IRの誘致を進める自治体は、2021年7月の締め切り日から逆算しスケジュールを立てている。
多くの自治体では、2020年内に事業者選定をし、その後、選定した事業者とともに区域整備計画を策定。地方議会の同意を得て、2021年7月までに区域整備計画を国に申請する予定だ。

新型コロナ問題の発生で、公募手続きを延期した大阪・横浜、国会でも議論に
3月27日、大阪府・市は、事業者選定の公募手続きを3か月延期することを発表した。日米間の往来が制限されているため、IR事業者との打ち合わせができないという理由だ。
4月6日の毎日新聞のインタビューによると、大阪市の松井一郎市長から公募手続きの再延期を伺わせる発言も出ている。
横浜市は、4月15日、実施方針の発出を2か月遅らせ、8月とすることを発表。国への申請期限が変わらない中、最大限後ろ倒しして2か月ということである。

国会でも、コロナ対応を理由に、IRのプロセスを見直すべきではないかという議論が交わされた。
野党からは「東京オリンピック・パラリンピックも延期した中でIRだけ予定通り進めるというのは違和感がある」「スケジュールありきでは後に大きな禍根を残すのは間違いない」という声が挙がった。
国土交通省は現時点では国への申請期限の延期はないとしている。

日本は新型コロナの水際対策強化として、4月3日から入国対象地域にマカオ・香港を含む中国、米国など49カ国地域を追加し、合計で73カ国・地域に拡大した。
4月8日から緊急事態宣言が発出され、国内での打ち合わせも行いづらくなっている。

経済活動が停滞しているため、IR開発の数千億から1兆円に及ぶ巨額の新規投資を決定しづらくなる。

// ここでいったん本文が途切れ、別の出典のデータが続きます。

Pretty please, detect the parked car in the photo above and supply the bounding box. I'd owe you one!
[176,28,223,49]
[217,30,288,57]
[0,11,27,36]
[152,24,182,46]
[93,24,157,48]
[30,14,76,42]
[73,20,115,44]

海外のIR施設はほぼすべてが閉鎖されており、収入がない中、従業員の給与や施設維持費などのコストは毎日流出し続けている。コロナ騒動が収まっても、売り上げが戻るまでかなりの時間がかかるだろう。
日本企業も業績が大きく悪化しており、巨額の新規投資をする雰囲気にない。
金融市場も混乱し、IRという大規模投資に融資する余裕がない。

誰もが新規投資に及び腰のため、IRを計画しても随分とスケールダウンしたものになる可能性もある。
場合によっては、資金調達の目途が立たず、提案を見送る事業者も出てくるだろう。

今後、数十年間にわたり日本の観光産業、そして経済社会を大きく変えるとみられてきたIR。この行方は、想定外の新型コロナウイルスの出現により読みづらくなっている。